The types of insurance intended to cover your medical costs in the event of an accident are Medical Payments and Personal Injury Payments Insurance (PIP). Either medical payments or PIP is mandatory in some states.
Costs to your own vehicle
If your vehicle needs repairs following a collision, is stolen or is damaged in a situation that isn’t a collision, these costs would not be covered by liability insurance.
- Collision insurance covers damage to the vehicle when it is in a collision with an object or another car.
- Comprehensive insurance covers other things that could put your car out of action. Damage from storms, floods, earthquakes, a collision with an animal, or vandalism would be covered.

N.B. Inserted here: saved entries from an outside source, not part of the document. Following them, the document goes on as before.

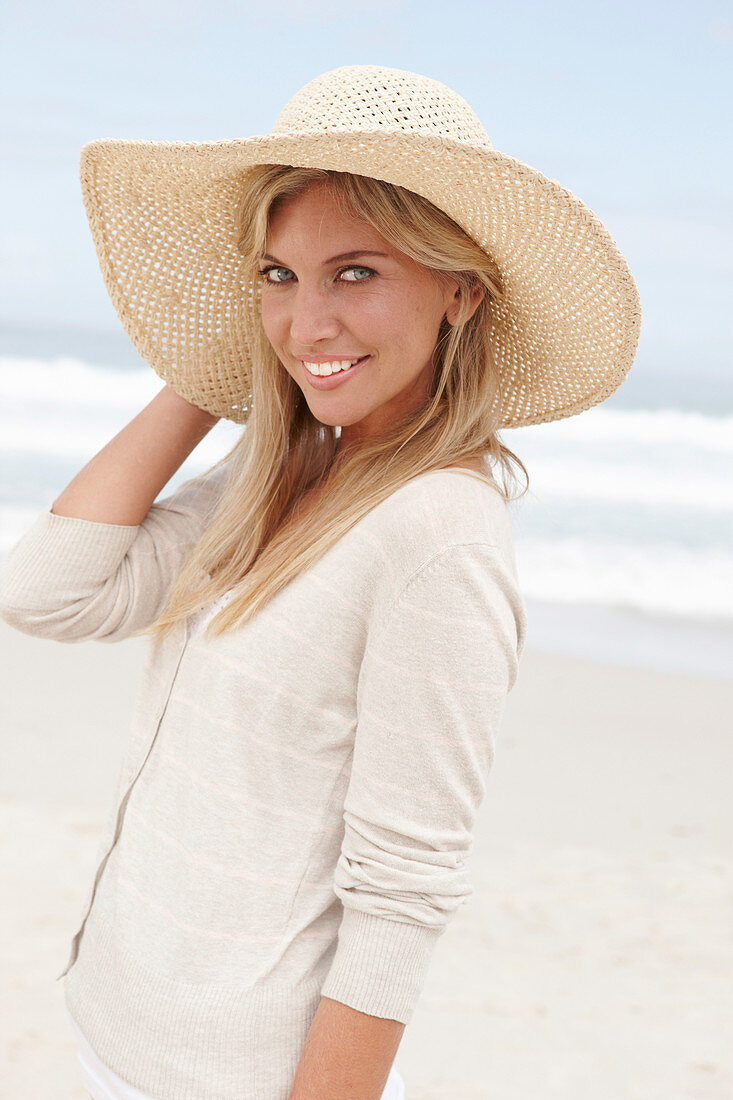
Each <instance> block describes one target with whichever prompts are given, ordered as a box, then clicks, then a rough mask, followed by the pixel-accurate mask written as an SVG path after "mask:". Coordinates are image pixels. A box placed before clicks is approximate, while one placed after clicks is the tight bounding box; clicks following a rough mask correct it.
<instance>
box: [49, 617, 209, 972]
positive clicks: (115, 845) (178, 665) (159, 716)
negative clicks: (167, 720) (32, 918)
mask: <svg viewBox="0 0 733 1100" xmlns="http://www.w3.org/2000/svg"><path fill="white" fill-rule="evenodd" d="M189 637H190V631H189V628H188V623H187V621H186V624H185V625H184V637H183V639H182V640H180V641H179V643H178V654H177V657H176V659H175V668H174V670H173V673H172V675H171V679H169V682H168V687H167V691H166V693H165V700H164V702H163V703H162V705H161V706H158V709H157V712H156V714H155V717H154V719H153V726H154V729H153V735H152V737H151V738H150V740H149V742H147V749H146V750H145V755H144V757H143V760H142V762H141V763H140V764H139V766H138V767H136V771H135V769H134V768H133V769H132V771H131V773H130V779H129V783H128V789H127V790H125V792H124V794H123V795H122V799H121V800H120V803H119V805H118V810H117V817H116V821H114V829H113V833H112V838H111V843H110V844H109V847H108V848H107V851H106V853H105V855H103V856H102V858H101V860H100V862H99V864H98V866H97V870H96V872H95V878H94V881H92V883H91V887H90V888H89V891H88V893H87V898H86V901H85V904H84V909H83V912H84V917H83V919H81V922H80V924H79V926H78V928H77V931H76V933H75V934H74V936H73V938H72V948H70V952H69V957H68V960H67V963H66V967H65V968H64V970H62V972H61V974H59V975H58V976H57V978H56V979H55V980H56V981H61V979H62V978H64V977H66V975H67V974H68V971H69V970H70V968H72V967H73V966H74V964H75V963H76V959H77V956H78V954H79V945H80V943H81V936H83V935H84V928H85V925H86V923H87V920H88V916H89V913H90V912H91V906H92V905H94V900H95V897H96V894H97V887H98V886H99V882H100V879H101V877H102V875H103V873H105V868H106V867H107V864H108V861H109V857H110V856H111V854H112V850H113V849H114V846H116V844H117V842H118V840H119V838H120V834H121V832H122V824H123V821H124V812H125V810H127V805H128V802H129V801H130V795H131V794H132V791H133V789H134V787H135V784H136V782H138V780H139V779H140V777H141V775H142V773H143V771H144V768H145V764H146V763H147V760H149V759H150V755H151V752H152V750H153V746H154V745H155V741H156V739H157V735H158V731H160V728H161V723H162V722H163V716H164V714H165V712H166V709H167V705H168V701H169V698H171V694H172V692H173V687H174V684H175V682H176V679H177V675H178V669H179V668H180V662H182V660H183V656H184V653H185V651H186V646H187V645H188V639H189Z"/></svg>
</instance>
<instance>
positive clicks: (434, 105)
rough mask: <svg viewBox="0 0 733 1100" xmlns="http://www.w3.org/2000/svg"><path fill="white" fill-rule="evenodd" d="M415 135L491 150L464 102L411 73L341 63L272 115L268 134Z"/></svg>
mask: <svg viewBox="0 0 733 1100" xmlns="http://www.w3.org/2000/svg"><path fill="white" fill-rule="evenodd" d="M325 131H327V132H335V133H344V134H354V135H355V134H361V133H371V134H374V133H376V134H379V133H390V134H400V133H402V134H404V133H409V132H412V133H417V134H425V135H426V136H429V138H444V139H447V140H449V141H451V142H463V143H466V144H469V145H479V146H482V147H483V149H492V145H491V142H490V141H489V138H488V136H486V132H485V130H484V129H483V127H482V125H481V123H480V121H479V119H478V118H477V116H475V114H474V113H473V111H472V110H471V108H470V107H469V105H468V103H467V102H466V100H464V99H462V97H461V96H459V95H458V94H457V92H455V91H453V90H452V89H451V88H448V87H447V85H445V84H440V81H439V80H433V79H430V78H429V77H426V76H420V75H419V74H417V73H405V72H402V70H400V69H389V68H383V67H381V66H376V65H344V66H342V67H341V68H337V69H332V70H331V72H330V73H324V74H321V76H317V77H316V78H315V79H314V80H310V81H309V83H308V84H306V85H305V87H303V88H300V89H299V91H296V94H295V95H294V96H293V98H292V99H291V100H289V101H288V102H287V103H286V105H285V107H284V108H283V110H282V111H281V112H280V114H278V116H277V119H276V121H275V124H274V127H273V128H272V130H271V133H272V134H273V135H274V134H296V133H303V134H305V133H318V134H322V133H324V132H325Z"/></svg>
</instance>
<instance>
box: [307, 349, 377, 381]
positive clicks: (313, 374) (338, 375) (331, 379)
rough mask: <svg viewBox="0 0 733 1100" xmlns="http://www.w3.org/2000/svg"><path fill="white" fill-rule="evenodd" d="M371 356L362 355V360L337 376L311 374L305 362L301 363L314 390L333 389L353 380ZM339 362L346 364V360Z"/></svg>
mask: <svg viewBox="0 0 733 1100" xmlns="http://www.w3.org/2000/svg"><path fill="white" fill-rule="evenodd" d="M370 359H371V355H362V356H361V359H359V360H357V362H355V363H354V364H353V365H352V366H350V367H348V368H347V370H346V371H337V372H336V374H311V373H310V371H309V370H308V368H307V366H306V365H305V363H303V360H302V361H300V363H302V366H303V373H304V374H305V376H306V378H307V379H308V383H309V385H310V386H311V387H313V388H314V389H333V388H335V387H336V386H340V385H342V384H343V383H344V382H348V381H349V378H352V377H353V376H354V375H355V374H358V373H359V371H360V370H361V368H362V367H363V366H364V364H365V363H368V362H369V360H370ZM337 362H346V360H337Z"/></svg>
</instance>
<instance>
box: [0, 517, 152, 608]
mask: <svg viewBox="0 0 733 1100" xmlns="http://www.w3.org/2000/svg"><path fill="white" fill-rule="evenodd" d="M51 507H52V506H51V505H50V506H48V507H47V508H45V509H44V511H42V513H41V515H40V516H39V517H37V518H36V520H35V521H34V522H33V524H32V525H31V527H29V529H28V530H26V532H25V533H24V535H23V537H22V538H21V539H20V540H19V541H18V542H17V543H15V544H14V546H13V547H11V549H10V550H9V551H8V553H7V554H6V557H4V559H3V561H2V563H0V590H1V592H2V599H3V602H4V603H7V604H10V605H12V604H18V605H19V606H23V607H26V608H29V609H31V608H35V606H36V603H37V602H39V601H41V604H43V602H44V599H45V591H46V588H47V587H48V584H50V583H51V584H52V586H53V587H54V590H57V591H65V590H66V588H67V587H69V586H70V587H74V586H75V585H76V583H77V582H79V581H81V582H84V584H85V585H86V586H87V587H89V588H94V587H95V585H97V584H101V583H102V582H103V581H105V580H106V579H107V577H108V576H109V575H110V572H111V571H112V570H113V569H114V566H116V565H118V564H119V563H120V561H121V560H122V558H124V555H125V553H127V552H128V550H129V549H130V547H131V546H132V543H133V542H134V540H135V537H136V533H138V527H135V526H127V525H121V524H99V522H96V521H94V520H91V519H79V518H77V517H76V516H57V515H56V513H54V511H52V510H51ZM29 601H30V603H29Z"/></svg>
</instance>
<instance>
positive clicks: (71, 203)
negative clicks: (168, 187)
mask: <svg viewBox="0 0 733 1100" xmlns="http://www.w3.org/2000/svg"><path fill="white" fill-rule="evenodd" d="M2 40H3V45H2V57H1V62H2V66H1V69H2V74H1V77H0V79H1V80H2V84H3V86H4V87H3V91H4V96H3V107H2V117H1V119H0V136H1V141H2V151H3V162H4V163H3V174H2V180H1V184H0V198H1V199H2V211H3V216H4V217H3V221H2V228H1V231H0V249H1V251H2V273H1V275H0V321H1V322H3V323H6V324H17V323H20V324H33V326H35V324H46V323H47V324H54V326H56V324H67V326H75V327H81V328H89V329H102V330H103V329H110V330H114V331H119V330H120V329H121V326H120V322H119V320H118V319H117V316H116V313H114V311H113V309H112V306H111V304H110V303H109V299H108V297H107V293H106V290H105V287H103V284H102V281H101V275H100V273H99V268H98V266H97V261H96V256H95V253H94V249H92V245H91V238H90V234H89V230H88V226H87V222H86V216H85V213H84V208H83V205H81V196H80V190H79V184H78V155H79V150H80V147H81V145H84V143H85V142H87V141H90V140H92V139H98V138H132V139H146V140H166V141H209V140H217V139H227V138H245V136H248V135H250V134H254V133H266V132H267V131H269V130H270V128H271V127H272V124H273V122H274V121H275V118H276V116H277V113H278V112H280V110H281V108H282V107H283V106H284V105H285V102H286V101H287V99H289V97H291V96H292V95H293V94H294V92H295V91H296V90H297V89H298V88H300V87H302V86H303V85H304V84H306V83H307V81H308V80H310V79H313V77H315V76H317V75H318V74H319V73H324V72H326V70H328V69H331V68H337V67H338V66H340V65H354V64H373V65H387V66H392V67H395V68H403V69H409V70H412V72H416V73H423V74H425V75H426V76H430V77H434V78H436V79H438V80H441V81H444V83H445V84H447V85H449V86H450V87H451V88H453V89H455V90H456V91H458V92H459V94H460V95H461V96H463V97H464V98H466V99H467V100H468V102H469V103H470V105H471V107H472V108H473V110H474V111H475V112H477V114H478V116H479V118H480V119H481V121H482V123H483V125H484V128H485V129H486V132H488V134H489V138H490V139H491V141H492V143H493V145H494V146H495V147H496V149H499V150H501V151H502V152H505V153H510V154H511V155H513V156H515V157H517V158H519V160H522V161H525V162H526V163H527V164H529V165H532V166H533V167H535V168H538V169H539V171H540V172H543V173H544V174H545V175H547V176H549V177H550V178H554V179H558V180H559V182H560V183H561V184H562V185H564V186H565V187H567V188H568V189H569V190H571V191H573V193H575V194H576V195H578V196H579V197H580V198H581V199H582V200H583V201H584V202H586V204H587V205H588V206H589V207H590V208H591V209H592V210H594V211H595V213H597V215H598V216H599V217H600V218H601V220H602V221H603V222H604V223H605V224H606V227H608V229H609V231H610V232H611V234H612V235H613V237H614V239H615V240H616V242H617V243H619V245H620V248H621V249H622V251H623V252H624V253H625V255H626V257H627V260H628V262H630V265H631V268H632V272H633V273H634V276H635V278H636V282H637V285H638V287H639V293H641V296H642V307H643V334H642V343H641V345H639V355H641V356H642V357H643V360H644V362H645V364H647V367H648V368H652V370H685V368H686V367H690V366H692V367H693V368H694V370H699V371H700V372H701V373H708V374H711V373H718V372H721V373H725V374H729V373H730V371H731V367H732V365H733V364H732V363H731V335H730V331H731V303H732V301H733V260H732V255H733V249H732V245H733V191H732V183H731V182H732V180H733V171H732V169H733V163H732V162H733V143H732V142H731V114H732V112H731V108H732V106H733V105H732V98H733V97H732V96H731V87H732V86H731V75H730V74H731V73H732V72H733V15H732V14H731V5H730V4H727V3H716V2H704V0H703V2H697V3H693V4H689V3H679V2H675V0H672V2H669V0H666V2H664V3H663V2H657V0H653V2H643V0H639V2H636V3H630V2H627V0H615V2H605V0H603V2H598V0H593V2H592V3H589V2H588V0H583V2H564V0H560V2H555V3H548V2H536V3H535V2H526V0H504V2H502V3H494V2H493V0H482V2H471V0H451V2H448V0H404V2H402V0H394V2H387V0H363V2H362V0H350V2H346V0H338V2H331V0H310V2H306V3H298V2H295V0H273V2H272V3H266V4H265V3H262V4H255V3H249V2H247V3H241V2H240V3H234V2H223V0H209V2H206V3H201V2H198V0H176V2H175V3H174V2H168V0H146V2H140V0H135V2H133V3H124V2H120V3H116V4H103V3H101V4H100V3H99V0H96V2H86V0H85V2H76V3H64V2H56V3H48V2H35V3H34V2H17V0H11V2H8V0H7V2H6V5H4V15H3V25H2ZM0 351H1V349H0Z"/></svg>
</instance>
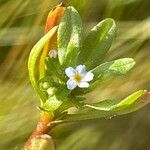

Theft of your vehicle is also covered by comprehensive insurance.
Having collision insurance and comprehensive insurance together is known as full coverage.
Comprehensive or collision insurance is optional and the benefits make more sense depending on the value of your vehicle. (Read more about liability vs full coverage here)
Costs caused by an uninsured driver
If you are in an accident caused by a driver with no insurance this would be covered by uninsured motorist coverage. Uninsured motorist bodily injury (UMBI) coverage, for example, would cover the cost of medical bills if you are hit by an uninsured driver.
You could also find yourself in a situation where you’re hit by a driver who has some insurance, but not enough to cover your medical costs. This would be handled by underinsured motorist bodily injury coverage (also just known as uninsured motorist coverage).